Brian Aker On the Future of Databases
blackbearnh recommends
an interview with MySQL Director of Technology Brian Aker that O'Reilly Media is running. Aker talks about the merger of MySQL with Sun, the challenges of designing databases for a SOA world, and what the next decade will bring as far as changes to traditional database architecture. Audio is also available. From the interview: "I think there's two things right now that are pushing the changes... The first thing that's going to push the basic old OLCP transactional database world, which... really hasn't [changed] in some time now — is really a change in the number of cores and the move to solid state disks because a lot of the... concept around database is the idea that you don't have access to enough memory. Your disk is slow, can't do random reads very well, and you maybe have one, maybe eight processors but... you look at some of the upper-end hardware and the mini-core stuff,... and you're almost looking at kind of an array of processing that you're doing; you've got access to so many processors. And well the whole story of trying to optimize... around the problem of random I/O being expensive, well that's not that big of a deal when you actually have solid state disks. So that's one whole area I think that will... cause a rethinking in... the standard Jim Gray relational database design."
I couldn't... agree... more... I'd say that some... very valid... points... have been... raised.
Can we please have another loud, circular debate over which database is best? It's the only way your favorite database will ever win.
Thank you.
Gotta love that link between the hardware limitations and the software concepts that may seem fancy but are essentially only built to get around them. I believe someone once called it "the law of leaky abstractions" - would be interesting to see what the new limitations would be if you start combining solid-state storage with pervasive multiprocessing, i.e. what can you do with a multi-processor multi-sdd server that you can not do with a single-processor single-hard drive server?

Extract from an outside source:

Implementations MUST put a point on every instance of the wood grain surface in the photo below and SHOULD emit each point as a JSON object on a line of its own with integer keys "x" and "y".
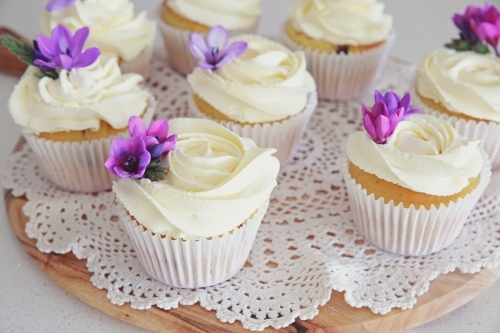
{"x": 446, "y": 293}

I think TFA is pretty right on the money that parallellization and massive use of SSD could cause some pretty fundamental changes in how we approach database optimization - if I were to imagine that rack that I'm staring at being filled with SSD drives and processors instead of with nothing but hard drives... locality of data takes on a whole new meaning if you don't require data to be on the same sector of the HD, but rather want certain sets of data to be stored on storage chips located around the same processor chips to avoid having to overload your busses.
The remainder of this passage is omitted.